Kedua anak itu segera kembali ke posisi masing-masing sambil memasang senyum lebar. Reira pura-pura sibuk membenarkan soal-soal yang salah dan Zidan segera menatap fokus ke depan.

"Kalian ini, ya." Omelan pun dimulai kembali. "Pantas saja nilai pada jelek, ternyata pas ibu menerangkan tidak ada yang mendengarkan."

Ketika bu guru mulai sibuk dengan omelannya, Reira dan Zidan kembali saling adu tatapan, siapa yang pelototannya paling tajam.

"Gara-gara lo, sih!" Reira mendengus jengkel.

"Siapa suruh main rahasia-rahasiaan!" Zidan membalas tak kalah sebal.

"Dasar resek! Mau tahu aja urusan orang!"

Mereka tanpa sadar mulai adu bacot. Sama-sama batu membuat tidak ada satu pun yang mau mengalah.

"Zidan! Reira! Kalian ini, ya, dikasih hati malah minta jantung. Ibu ngasih nasihat enggak didengarkan! Lari keliling lapangan lima kali!"

Gadis yang namanya dipanggil meringis. "Sekarang, Bu?"

"Tahun depan! Ya, sekarang lah! Sana lari!"

Reira dan Zidan segera bangkit, lalu adu senggol. Saling menyalahkan. Untunglah tidak ada parang, kalau ada, mereka mungkin sudah adu bacok.

"Reira! Zidan!"

Mereka berhenti di ambang pintu, berbalik menatap Bu Guru yang menatap tajam. "Cepat!"

"Baik, Bu!" Mereka pun segera tancap gas keluar kelas.

***

Gadis berkuncir satu celingak-celinguk, mencari seseorang yang biasanya mojok di kelas saat istirahat. Ahli matematika di kelas XII IPS 2. Reira ingin meminta diajari, nilai 48 tentu bukan hasil yang diharapkan. Keinginannya untuk mengalahkan Zidan bisa-bisa kandas di tengah jalan.

Ia mengelilingi kelas, melongok ke setiap kolong meja dan kursi, siapa tahu gadis itu bersembunyi di sana. Ia merinding ngeri saat mendengar suara cekikikan dari belakang kelas.

Apa di kelas ini ada hantu?
Tapi, masa hantu keluarnya siang?

Reira bukan orang yang percaya dan takut hantu, hanya saja siapa yang tidak kaget jika mendengar cekikikan di kelas kosong? Perlahan, kaki berbalut sepatu converse melangkah menuju bagian belakang kelas.
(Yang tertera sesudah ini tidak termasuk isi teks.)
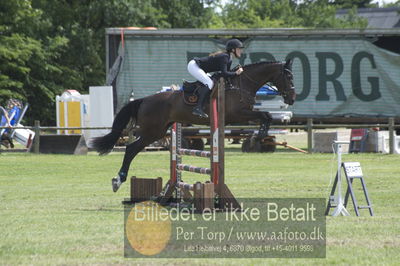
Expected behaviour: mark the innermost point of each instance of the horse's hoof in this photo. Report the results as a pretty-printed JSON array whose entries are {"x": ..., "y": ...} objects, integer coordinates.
[{"x": 115, "y": 184}]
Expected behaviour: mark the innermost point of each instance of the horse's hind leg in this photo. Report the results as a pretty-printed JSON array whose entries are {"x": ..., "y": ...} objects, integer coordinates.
[{"x": 131, "y": 151}]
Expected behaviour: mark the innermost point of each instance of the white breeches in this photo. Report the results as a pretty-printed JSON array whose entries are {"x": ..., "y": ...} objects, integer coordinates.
[{"x": 199, "y": 74}]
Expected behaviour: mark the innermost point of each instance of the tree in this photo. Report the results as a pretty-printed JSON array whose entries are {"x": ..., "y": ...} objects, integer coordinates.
[{"x": 29, "y": 70}]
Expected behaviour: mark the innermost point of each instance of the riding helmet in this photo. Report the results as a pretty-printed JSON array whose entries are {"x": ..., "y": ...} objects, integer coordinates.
[{"x": 232, "y": 44}]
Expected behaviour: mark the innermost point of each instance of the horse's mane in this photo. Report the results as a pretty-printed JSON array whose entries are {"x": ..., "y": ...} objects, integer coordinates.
[{"x": 260, "y": 63}]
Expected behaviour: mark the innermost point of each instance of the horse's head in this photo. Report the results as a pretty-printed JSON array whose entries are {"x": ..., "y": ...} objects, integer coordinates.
[{"x": 284, "y": 83}]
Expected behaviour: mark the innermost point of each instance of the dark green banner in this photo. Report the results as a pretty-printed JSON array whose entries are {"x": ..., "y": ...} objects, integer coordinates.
[{"x": 333, "y": 77}]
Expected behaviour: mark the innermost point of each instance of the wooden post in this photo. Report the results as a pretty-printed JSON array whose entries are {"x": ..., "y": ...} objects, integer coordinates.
[
  {"x": 309, "y": 135},
  {"x": 36, "y": 143},
  {"x": 391, "y": 135}
]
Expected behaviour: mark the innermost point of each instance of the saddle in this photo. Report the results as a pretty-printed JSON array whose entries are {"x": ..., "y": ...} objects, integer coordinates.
[{"x": 190, "y": 95}]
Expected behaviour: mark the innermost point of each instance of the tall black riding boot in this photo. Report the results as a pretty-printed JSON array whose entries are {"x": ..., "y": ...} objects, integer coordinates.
[{"x": 203, "y": 93}]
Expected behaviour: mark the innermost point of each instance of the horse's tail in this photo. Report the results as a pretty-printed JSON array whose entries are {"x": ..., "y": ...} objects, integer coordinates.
[{"x": 104, "y": 144}]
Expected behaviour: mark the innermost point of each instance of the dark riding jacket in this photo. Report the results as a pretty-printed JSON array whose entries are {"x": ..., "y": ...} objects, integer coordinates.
[{"x": 214, "y": 63}]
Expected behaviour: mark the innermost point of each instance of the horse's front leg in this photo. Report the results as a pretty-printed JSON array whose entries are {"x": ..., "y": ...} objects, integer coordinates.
[
  {"x": 131, "y": 151},
  {"x": 265, "y": 123}
]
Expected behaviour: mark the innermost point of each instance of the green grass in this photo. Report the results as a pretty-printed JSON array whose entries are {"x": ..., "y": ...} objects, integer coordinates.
[{"x": 59, "y": 209}]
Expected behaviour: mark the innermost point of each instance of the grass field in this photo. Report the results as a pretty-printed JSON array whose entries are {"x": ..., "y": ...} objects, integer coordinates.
[{"x": 59, "y": 209}]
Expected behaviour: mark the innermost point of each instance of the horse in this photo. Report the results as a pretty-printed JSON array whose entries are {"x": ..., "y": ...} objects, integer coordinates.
[{"x": 154, "y": 114}]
"Weh buset, lo lagi ngapain di sana, Yiyi?" Matanya membola tak kala melihat seorang gadis sedang memeluk kaki meja, tak lupa mulutnya juga menggigit keras kayu itu.
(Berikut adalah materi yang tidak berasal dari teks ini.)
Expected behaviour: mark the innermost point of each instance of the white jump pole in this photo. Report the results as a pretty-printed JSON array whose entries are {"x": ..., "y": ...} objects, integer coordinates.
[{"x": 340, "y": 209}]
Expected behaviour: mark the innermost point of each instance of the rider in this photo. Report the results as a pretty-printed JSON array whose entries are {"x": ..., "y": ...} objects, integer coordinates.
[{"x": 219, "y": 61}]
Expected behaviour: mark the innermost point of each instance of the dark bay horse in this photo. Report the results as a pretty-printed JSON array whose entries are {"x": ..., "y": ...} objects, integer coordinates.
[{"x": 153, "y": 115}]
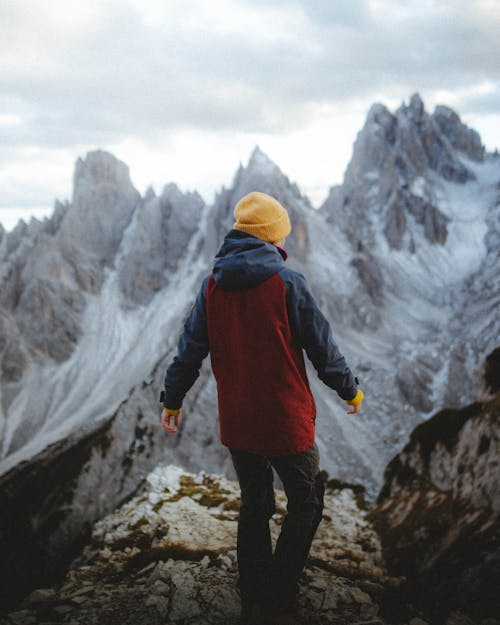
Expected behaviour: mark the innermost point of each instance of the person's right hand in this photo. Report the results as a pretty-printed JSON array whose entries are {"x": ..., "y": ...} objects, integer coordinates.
[
  {"x": 167, "y": 416},
  {"x": 355, "y": 402}
]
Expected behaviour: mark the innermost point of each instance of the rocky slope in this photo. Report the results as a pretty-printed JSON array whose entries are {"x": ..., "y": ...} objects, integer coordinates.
[
  {"x": 439, "y": 511},
  {"x": 404, "y": 259},
  {"x": 168, "y": 555}
]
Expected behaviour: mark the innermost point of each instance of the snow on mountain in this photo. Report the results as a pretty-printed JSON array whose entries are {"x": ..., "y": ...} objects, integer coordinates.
[{"x": 403, "y": 258}]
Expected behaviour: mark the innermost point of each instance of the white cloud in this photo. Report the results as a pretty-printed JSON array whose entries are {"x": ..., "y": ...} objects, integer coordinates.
[{"x": 197, "y": 84}]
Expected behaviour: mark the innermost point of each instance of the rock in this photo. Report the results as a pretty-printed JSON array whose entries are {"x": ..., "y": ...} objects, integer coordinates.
[{"x": 439, "y": 511}]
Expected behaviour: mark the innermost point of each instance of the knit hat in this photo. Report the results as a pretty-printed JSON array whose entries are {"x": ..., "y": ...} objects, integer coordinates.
[{"x": 263, "y": 216}]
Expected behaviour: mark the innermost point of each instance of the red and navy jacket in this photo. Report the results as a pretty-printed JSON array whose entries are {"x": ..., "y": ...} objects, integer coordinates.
[{"x": 256, "y": 318}]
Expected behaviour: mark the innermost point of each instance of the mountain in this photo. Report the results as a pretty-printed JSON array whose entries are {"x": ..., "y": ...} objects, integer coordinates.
[
  {"x": 438, "y": 513},
  {"x": 146, "y": 563},
  {"x": 403, "y": 258}
]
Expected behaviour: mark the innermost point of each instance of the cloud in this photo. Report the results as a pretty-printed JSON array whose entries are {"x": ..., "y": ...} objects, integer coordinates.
[
  {"x": 229, "y": 73},
  {"x": 109, "y": 72}
]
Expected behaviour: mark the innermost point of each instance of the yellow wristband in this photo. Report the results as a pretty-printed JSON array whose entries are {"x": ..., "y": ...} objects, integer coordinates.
[{"x": 357, "y": 399}]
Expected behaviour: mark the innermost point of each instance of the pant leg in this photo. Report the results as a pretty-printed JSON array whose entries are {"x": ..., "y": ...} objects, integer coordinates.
[
  {"x": 305, "y": 490},
  {"x": 254, "y": 548}
]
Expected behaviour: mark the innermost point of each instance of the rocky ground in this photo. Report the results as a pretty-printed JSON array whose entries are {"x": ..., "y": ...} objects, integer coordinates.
[{"x": 168, "y": 556}]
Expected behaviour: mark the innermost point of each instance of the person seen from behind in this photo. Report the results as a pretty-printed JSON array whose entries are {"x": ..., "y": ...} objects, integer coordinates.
[{"x": 256, "y": 317}]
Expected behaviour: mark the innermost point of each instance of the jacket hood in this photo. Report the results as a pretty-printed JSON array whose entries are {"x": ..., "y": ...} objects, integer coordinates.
[{"x": 244, "y": 261}]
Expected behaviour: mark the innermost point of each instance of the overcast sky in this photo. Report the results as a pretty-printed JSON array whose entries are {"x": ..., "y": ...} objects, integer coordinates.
[{"x": 182, "y": 90}]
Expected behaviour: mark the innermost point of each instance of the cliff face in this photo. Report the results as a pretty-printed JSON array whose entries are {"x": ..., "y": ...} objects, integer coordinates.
[
  {"x": 404, "y": 259},
  {"x": 439, "y": 511}
]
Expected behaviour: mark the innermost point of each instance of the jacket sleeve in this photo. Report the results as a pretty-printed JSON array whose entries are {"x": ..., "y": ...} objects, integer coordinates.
[
  {"x": 311, "y": 330},
  {"x": 192, "y": 349}
]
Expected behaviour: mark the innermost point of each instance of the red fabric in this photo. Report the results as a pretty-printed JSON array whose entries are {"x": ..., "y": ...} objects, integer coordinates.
[{"x": 265, "y": 403}]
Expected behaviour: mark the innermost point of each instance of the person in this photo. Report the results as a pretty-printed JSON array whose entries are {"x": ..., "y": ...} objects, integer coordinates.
[{"x": 256, "y": 317}]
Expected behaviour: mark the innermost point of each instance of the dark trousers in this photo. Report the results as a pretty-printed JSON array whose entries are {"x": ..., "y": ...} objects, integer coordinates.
[{"x": 262, "y": 575}]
Ayyinda atau yang akrab disapa Yiyi itu segera menghentikan aksi gigit meja gemasnya, lantas menatap Reira nyalang. "Lo ganggu aja, deh! Gue lagi gemas banget sama cerita yang gue baca! Tadi tuh, ya, gue seneng banget karena nemu tokoh lucu di ceritanya NadheaAzzahroPutri, Tatarimokke! Apalagi Kyeo sama Rin udah ketemu, seneng banget! Tapi pas baca ceritanya bluebellsberry, gue jadi pengen gigit meja karena ada cewek gak tahu diri bernama Isabella, dia ingin merebut gelar ratu dari Ellen kesayangan gue! Gue kesal! Kesal! Kesal!"
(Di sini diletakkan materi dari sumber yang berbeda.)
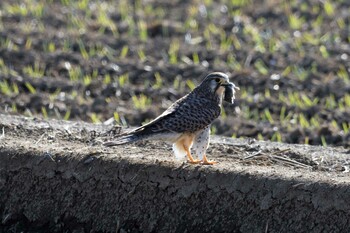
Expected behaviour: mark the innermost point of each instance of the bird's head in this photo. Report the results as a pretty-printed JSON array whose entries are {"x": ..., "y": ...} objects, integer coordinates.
[{"x": 218, "y": 85}]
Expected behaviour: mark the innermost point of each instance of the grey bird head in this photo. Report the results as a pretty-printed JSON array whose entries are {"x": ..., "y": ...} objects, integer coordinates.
[{"x": 217, "y": 85}]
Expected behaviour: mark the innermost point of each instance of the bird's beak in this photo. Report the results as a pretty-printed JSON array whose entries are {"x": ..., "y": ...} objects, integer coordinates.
[{"x": 230, "y": 90}]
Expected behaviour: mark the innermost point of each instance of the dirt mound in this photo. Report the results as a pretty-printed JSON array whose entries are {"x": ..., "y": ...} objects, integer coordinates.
[{"x": 55, "y": 176}]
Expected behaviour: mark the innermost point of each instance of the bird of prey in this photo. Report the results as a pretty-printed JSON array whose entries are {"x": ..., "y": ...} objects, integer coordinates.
[{"x": 186, "y": 123}]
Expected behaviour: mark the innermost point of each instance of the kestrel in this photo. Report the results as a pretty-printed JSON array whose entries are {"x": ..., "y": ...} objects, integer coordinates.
[{"x": 186, "y": 123}]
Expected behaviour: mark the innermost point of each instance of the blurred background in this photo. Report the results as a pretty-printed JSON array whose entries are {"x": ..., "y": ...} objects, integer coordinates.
[{"x": 126, "y": 61}]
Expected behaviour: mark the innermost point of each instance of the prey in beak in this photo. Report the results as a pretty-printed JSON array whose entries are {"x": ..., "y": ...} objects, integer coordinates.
[{"x": 230, "y": 90}]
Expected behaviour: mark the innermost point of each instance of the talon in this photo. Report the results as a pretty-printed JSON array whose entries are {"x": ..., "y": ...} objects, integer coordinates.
[{"x": 205, "y": 161}]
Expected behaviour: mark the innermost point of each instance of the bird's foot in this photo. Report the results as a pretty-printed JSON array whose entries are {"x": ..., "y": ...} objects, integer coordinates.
[{"x": 205, "y": 161}]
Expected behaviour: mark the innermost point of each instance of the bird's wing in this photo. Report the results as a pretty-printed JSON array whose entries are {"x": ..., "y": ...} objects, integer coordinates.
[
  {"x": 192, "y": 115},
  {"x": 188, "y": 114}
]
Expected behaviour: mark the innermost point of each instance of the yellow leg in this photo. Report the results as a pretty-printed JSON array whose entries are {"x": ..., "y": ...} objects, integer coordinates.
[
  {"x": 190, "y": 158},
  {"x": 205, "y": 161}
]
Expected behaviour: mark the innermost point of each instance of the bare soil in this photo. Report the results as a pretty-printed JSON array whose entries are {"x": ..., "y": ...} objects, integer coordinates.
[
  {"x": 55, "y": 176},
  {"x": 58, "y": 94}
]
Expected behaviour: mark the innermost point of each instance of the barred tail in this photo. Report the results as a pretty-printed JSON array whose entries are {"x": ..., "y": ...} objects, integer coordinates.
[{"x": 123, "y": 140}]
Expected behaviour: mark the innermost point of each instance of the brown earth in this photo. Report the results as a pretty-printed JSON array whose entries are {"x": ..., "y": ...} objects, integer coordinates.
[
  {"x": 24, "y": 41},
  {"x": 55, "y": 176}
]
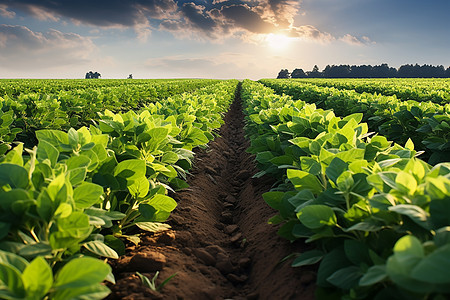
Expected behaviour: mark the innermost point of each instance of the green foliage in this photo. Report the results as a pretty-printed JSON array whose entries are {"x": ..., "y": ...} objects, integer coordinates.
[
  {"x": 75, "y": 195},
  {"x": 423, "y": 121},
  {"x": 377, "y": 214}
]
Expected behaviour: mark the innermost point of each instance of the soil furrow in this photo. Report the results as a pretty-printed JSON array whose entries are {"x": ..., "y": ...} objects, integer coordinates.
[{"x": 221, "y": 246}]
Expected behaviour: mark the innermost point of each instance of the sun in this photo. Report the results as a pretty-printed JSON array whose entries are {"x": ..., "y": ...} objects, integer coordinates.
[{"x": 278, "y": 41}]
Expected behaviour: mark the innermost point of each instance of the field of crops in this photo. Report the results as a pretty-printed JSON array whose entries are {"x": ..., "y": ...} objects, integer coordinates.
[{"x": 132, "y": 189}]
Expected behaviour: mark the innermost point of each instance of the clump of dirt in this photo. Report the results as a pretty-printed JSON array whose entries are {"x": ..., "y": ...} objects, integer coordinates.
[{"x": 220, "y": 245}]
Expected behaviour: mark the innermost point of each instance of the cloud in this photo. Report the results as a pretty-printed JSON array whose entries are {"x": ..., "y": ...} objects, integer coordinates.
[
  {"x": 107, "y": 13},
  {"x": 352, "y": 40},
  {"x": 211, "y": 20},
  {"x": 4, "y": 12},
  {"x": 310, "y": 32},
  {"x": 50, "y": 49}
]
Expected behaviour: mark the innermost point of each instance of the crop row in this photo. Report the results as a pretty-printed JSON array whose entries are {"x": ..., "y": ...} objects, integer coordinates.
[
  {"x": 426, "y": 123},
  {"x": 76, "y": 195},
  {"x": 22, "y": 115},
  {"x": 377, "y": 215},
  {"x": 434, "y": 90},
  {"x": 15, "y": 87}
]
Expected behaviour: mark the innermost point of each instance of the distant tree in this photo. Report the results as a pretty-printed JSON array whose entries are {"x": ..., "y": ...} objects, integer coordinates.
[
  {"x": 91, "y": 75},
  {"x": 298, "y": 73},
  {"x": 284, "y": 73},
  {"x": 368, "y": 71},
  {"x": 314, "y": 73},
  {"x": 341, "y": 71}
]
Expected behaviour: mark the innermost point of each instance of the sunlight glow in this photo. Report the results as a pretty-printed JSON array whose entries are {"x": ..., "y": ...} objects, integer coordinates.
[{"x": 278, "y": 41}]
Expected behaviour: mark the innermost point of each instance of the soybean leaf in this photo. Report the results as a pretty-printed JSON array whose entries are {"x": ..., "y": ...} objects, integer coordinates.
[
  {"x": 373, "y": 275},
  {"x": 101, "y": 249},
  {"x": 317, "y": 216},
  {"x": 81, "y": 272},
  {"x": 37, "y": 278},
  {"x": 87, "y": 194}
]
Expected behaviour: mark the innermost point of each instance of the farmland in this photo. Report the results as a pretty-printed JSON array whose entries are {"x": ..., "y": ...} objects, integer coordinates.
[{"x": 101, "y": 179}]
Reira tersenyum paksa, lantas segera berbalik dan menjauh dari kelas. Lupakan belajar dengan Yiyi, mentalnya tidak akan kuat. Ia lupa, Yiyi memang gadis aneh. Dia jarang berkumpul dengan siswa lain, kelakuannya hanya menunduk menatap ponsel, tapi nilai selalu bagus. Tidak banyak yang kenal, tapi selalu masuk tiga besar di kelas. Sungguh misteri.

Sebaiknya Reira meminta bantuan Laila saja, walau harus merelakan uang untuk menimbun es krim di kulkas beralih menjadi sogokan mie instan. Ia rela, demi nilai matematika! Tidak perlu mendapat nilai sempurna, asal bisa pas KKM saja ia sudah senang!

Ingatlah, tidak ada yang sempurna di dunia ini, jadi berhentilah berharap mendapat nilai sempurna. Karena nilai sempurna itu hoax dalam hidup Reira.

Gadis itu kembali membuka lembar jawaban yang terlipat rapi di saku rok, mulutnya maju lima senti saat melihat angka merah di sana. Ingatannya terbang pada tetangga meja yang tadi dihukum bersama. Cowok itu dapat kursi, sama sepertinya. Tapi angka di belakangnya lebih besar Reira, beda tiga.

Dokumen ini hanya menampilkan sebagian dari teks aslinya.